Global mergers and acquisitions of real estate investment trusts (REITS) - expected to be taken up soon by UK property firms - have reached a record value of about $47 billion (£25.2 billion) so far this year, according to research firm Dealogic.

Experts said many REITS have been under-valued by the stock market and have either been sold to private equity buyers or have sought deals with other publicly traded property funds.

Most of the action has been in the United States, with $43.4 billion (£23.3 billion) of the announced deals so far in 2006, by far the highest ever.

"Some people think the stock market is not adequately valuing (REITS), so they put their companies up for sale," said REIT expert Jonathan Mechanic, chairman of the real estate department at US law firm Fried Frank Harris Shriver & Jacobson.

"They end up selling either to private equity or selling to another public company - who under-stand the assets and maybe are valuing better than the public market is.

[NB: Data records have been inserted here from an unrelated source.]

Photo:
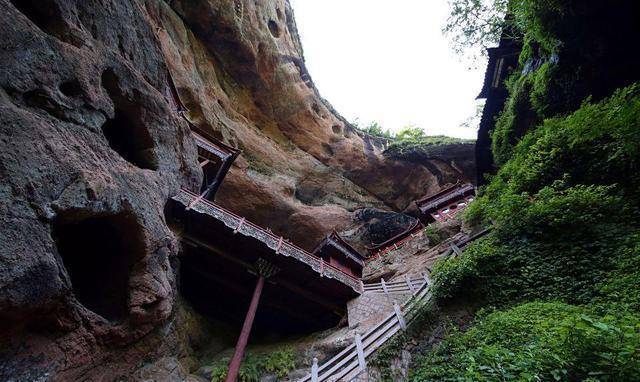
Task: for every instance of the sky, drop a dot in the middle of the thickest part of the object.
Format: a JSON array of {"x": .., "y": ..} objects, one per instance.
[{"x": 388, "y": 61}]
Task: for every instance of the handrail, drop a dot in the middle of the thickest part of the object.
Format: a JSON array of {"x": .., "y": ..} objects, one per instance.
[
  {"x": 446, "y": 197},
  {"x": 285, "y": 243},
  {"x": 370, "y": 342}
]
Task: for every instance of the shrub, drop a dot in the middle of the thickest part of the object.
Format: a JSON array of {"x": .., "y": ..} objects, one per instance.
[
  {"x": 561, "y": 246},
  {"x": 279, "y": 362},
  {"x": 538, "y": 342}
]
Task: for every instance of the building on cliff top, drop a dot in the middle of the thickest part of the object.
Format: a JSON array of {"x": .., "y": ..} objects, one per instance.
[
  {"x": 503, "y": 59},
  {"x": 395, "y": 241},
  {"x": 445, "y": 204},
  {"x": 338, "y": 253}
]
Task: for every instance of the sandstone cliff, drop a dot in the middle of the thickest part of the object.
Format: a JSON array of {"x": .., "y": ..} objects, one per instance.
[{"x": 91, "y": 149}]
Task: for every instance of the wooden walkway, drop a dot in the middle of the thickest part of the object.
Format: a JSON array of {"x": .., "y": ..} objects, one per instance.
[
  {"x": 351, "y": 361},
  {"x": 278, "y": 244},
  {"x": 347, "y": 364}
]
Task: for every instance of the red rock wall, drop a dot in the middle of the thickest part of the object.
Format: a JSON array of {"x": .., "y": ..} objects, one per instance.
[{"x": 89, "y": 139}]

It's going to be a big year. There's more to come."

Sometimes, buyers want the management teams of acquired companies to stay in place and manage their investments.

"A lot of this capital is looking for more than just a pile of properties," said Lou Taylor, senior real estate analyst at Deutsche Bank Securities. "They would like an operating platform. So they are going to buy companies and keep management in place.

"For the selling companies themselves, that is almost nirvana," added Taylor.

"They sell at a premium. They get a big windfall. They keep their jobs - and they get a piece of the future operation."